Steve Kaplan, Comedian Extraordinaire

Steve Kaplan is one of Hollywood’s most respected experts on comedy, and he recently had a conversation with Chris Soth on “Hollywood By Phone.” Steve Kaplan has a rich history in entertainment, and has worked with major studios, taught at universities, and consulted with a long list of successful comedians, writers, actors, and producers. (See his bio at: www.kaplancomedy.com/bio.html). He hosts a two-day intensive workshop on comedy where his knowledge and experience have been boiled down to their essence. During the conversation, he gave an in-depth overview of that workshop.

What’s funny is whatever makes you laugh and, thanks to human nature, that can be pretty much anything.
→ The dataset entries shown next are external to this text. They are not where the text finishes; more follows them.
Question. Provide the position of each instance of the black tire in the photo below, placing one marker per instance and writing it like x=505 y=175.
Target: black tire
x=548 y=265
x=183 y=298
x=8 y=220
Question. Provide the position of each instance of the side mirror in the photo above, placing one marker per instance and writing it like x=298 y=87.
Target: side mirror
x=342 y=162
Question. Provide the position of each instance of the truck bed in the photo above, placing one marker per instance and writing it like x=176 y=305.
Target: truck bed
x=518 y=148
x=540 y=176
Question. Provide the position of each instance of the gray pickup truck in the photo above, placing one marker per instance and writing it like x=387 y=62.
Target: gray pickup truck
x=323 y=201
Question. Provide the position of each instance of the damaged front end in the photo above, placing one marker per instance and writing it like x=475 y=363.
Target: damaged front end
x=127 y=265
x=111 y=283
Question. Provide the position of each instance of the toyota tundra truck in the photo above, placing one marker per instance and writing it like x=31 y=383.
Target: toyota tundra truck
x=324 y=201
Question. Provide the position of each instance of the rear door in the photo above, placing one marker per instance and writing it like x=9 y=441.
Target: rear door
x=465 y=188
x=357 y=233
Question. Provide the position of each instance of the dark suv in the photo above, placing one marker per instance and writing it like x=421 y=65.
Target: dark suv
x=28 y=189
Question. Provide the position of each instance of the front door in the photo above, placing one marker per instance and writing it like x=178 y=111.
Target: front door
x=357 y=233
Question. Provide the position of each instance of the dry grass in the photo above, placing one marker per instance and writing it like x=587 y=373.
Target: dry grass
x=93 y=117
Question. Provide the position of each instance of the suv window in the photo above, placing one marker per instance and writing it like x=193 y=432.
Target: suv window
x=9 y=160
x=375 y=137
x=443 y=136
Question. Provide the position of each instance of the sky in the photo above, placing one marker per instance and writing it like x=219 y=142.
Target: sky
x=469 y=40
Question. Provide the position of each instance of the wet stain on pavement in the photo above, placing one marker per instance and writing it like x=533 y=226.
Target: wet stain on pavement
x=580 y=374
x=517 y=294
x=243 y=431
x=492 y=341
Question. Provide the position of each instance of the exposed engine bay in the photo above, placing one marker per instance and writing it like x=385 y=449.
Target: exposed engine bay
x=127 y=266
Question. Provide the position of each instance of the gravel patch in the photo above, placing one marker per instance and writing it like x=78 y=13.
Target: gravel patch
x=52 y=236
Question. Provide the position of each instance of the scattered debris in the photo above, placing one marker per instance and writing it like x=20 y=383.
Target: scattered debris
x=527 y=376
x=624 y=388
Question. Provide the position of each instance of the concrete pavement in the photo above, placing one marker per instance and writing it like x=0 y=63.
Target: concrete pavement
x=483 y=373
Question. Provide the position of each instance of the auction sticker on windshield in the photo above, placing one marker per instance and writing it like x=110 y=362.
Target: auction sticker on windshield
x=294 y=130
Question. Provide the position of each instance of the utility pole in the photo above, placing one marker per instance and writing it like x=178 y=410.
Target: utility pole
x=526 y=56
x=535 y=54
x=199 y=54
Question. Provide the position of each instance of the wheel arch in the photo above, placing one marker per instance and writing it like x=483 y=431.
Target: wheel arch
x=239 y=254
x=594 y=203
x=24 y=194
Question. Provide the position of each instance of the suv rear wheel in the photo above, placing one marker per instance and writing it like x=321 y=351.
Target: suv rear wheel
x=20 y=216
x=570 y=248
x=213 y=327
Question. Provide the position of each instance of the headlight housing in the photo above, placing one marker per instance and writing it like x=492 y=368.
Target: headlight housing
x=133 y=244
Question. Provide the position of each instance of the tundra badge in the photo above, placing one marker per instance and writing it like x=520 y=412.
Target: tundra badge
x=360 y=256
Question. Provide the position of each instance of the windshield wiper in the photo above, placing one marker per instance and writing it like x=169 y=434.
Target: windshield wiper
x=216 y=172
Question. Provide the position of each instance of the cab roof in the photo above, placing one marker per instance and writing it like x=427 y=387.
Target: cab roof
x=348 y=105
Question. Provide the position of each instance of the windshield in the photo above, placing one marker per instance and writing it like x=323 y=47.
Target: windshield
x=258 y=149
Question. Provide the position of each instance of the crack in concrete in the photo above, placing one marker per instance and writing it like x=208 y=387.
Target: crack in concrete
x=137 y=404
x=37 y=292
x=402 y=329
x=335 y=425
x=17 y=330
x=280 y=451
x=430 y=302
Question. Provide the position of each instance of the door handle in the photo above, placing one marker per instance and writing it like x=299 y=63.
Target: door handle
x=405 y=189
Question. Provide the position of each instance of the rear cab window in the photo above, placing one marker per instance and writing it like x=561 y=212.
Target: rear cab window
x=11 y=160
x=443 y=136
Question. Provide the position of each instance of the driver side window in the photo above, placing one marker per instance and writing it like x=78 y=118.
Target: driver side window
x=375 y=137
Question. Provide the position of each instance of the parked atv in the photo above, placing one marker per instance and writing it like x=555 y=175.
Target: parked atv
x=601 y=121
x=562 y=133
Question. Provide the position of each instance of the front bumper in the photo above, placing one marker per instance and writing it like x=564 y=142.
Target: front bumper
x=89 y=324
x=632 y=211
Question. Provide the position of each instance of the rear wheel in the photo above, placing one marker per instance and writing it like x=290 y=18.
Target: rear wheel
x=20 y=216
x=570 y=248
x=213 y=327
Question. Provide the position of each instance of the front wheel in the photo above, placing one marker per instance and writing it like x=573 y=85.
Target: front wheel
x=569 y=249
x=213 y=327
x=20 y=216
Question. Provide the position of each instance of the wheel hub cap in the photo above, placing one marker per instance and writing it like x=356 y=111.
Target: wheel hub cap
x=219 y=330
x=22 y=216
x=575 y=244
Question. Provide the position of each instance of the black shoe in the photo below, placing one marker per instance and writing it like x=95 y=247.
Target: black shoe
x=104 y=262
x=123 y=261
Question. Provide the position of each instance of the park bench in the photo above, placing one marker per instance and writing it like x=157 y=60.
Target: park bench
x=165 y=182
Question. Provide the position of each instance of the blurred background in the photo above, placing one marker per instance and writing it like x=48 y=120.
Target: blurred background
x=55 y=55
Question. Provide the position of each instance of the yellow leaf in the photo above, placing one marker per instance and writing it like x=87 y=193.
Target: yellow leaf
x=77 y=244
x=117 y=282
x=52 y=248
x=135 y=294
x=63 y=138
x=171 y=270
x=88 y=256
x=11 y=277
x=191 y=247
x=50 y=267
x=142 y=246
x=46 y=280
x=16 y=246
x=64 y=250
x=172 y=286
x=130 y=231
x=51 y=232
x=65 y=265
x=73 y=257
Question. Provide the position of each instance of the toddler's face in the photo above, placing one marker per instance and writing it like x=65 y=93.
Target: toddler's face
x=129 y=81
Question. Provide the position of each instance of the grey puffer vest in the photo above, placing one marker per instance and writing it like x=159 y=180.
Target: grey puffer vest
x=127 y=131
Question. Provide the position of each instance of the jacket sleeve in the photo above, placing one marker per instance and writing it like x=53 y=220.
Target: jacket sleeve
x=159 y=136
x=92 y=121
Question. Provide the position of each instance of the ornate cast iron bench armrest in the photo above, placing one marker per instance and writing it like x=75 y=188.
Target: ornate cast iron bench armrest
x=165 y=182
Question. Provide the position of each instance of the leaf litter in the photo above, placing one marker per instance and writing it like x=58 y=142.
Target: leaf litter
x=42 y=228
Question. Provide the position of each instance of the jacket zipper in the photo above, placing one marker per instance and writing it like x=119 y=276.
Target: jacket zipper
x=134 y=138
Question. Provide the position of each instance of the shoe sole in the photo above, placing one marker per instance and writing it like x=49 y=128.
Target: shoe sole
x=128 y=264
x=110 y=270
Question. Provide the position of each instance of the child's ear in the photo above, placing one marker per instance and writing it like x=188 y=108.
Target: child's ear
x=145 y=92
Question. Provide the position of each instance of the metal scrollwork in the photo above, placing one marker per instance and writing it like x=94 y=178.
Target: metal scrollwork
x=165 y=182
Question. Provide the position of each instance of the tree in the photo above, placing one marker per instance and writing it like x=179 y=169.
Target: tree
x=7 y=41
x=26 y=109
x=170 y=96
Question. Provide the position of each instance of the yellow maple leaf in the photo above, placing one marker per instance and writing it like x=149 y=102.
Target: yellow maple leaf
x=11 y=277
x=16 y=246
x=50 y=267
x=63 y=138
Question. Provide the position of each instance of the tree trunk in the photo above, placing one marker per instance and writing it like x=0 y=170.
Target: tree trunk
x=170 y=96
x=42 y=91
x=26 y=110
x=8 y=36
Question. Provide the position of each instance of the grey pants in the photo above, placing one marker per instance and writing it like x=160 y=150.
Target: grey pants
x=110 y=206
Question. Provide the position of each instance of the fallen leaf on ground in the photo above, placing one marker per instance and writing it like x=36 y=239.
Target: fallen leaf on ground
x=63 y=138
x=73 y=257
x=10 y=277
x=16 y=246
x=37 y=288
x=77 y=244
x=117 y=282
But comedy was best described by John Cleese as watching a person watch someone else being silly. It is often referred to as the straight-man and the funny-man routine, and Steve has a number of tools that he teaches to make that situation get to the funny bits.

Comedians are people who see the world without criticism or condemnation. The world can be a very silly place, and being human can be very messy. We trip while we walk, we drop things we mean to carry, and we spill sticky things on ourselves when it is least convenient. We have hair that grows where it wants to grow in spite of our aspirations of beauty. Comedy helps us live with who we are, and being a comedian means to confess to being human in front of an audience.

Steve explained how, given the above, there are two basic types of comedians: observers and silly people. Observers describe how a silly person interacts with the world, and silly people act out on stage their interactions with the world. For the silly act to work on stage, the comedian must find a way to remind the audience that they are the observer.

Moving into comedic stories, Steve explained that the basis of comedy is to have a regular guy, a “moke”, who struggles against insurmountable odds without the tools or knowledge to succeed and yet never quits. The comedic character must don blinders so as to help him ignore the signals from the real world that things are not going well, signals that would tell a reasonable person to stop what they are doing. The comedic character, marching forth on their quest, needs help from other characters to help reveal the funny bits in their situation, and there are a number of tools that can be applied in those scenes.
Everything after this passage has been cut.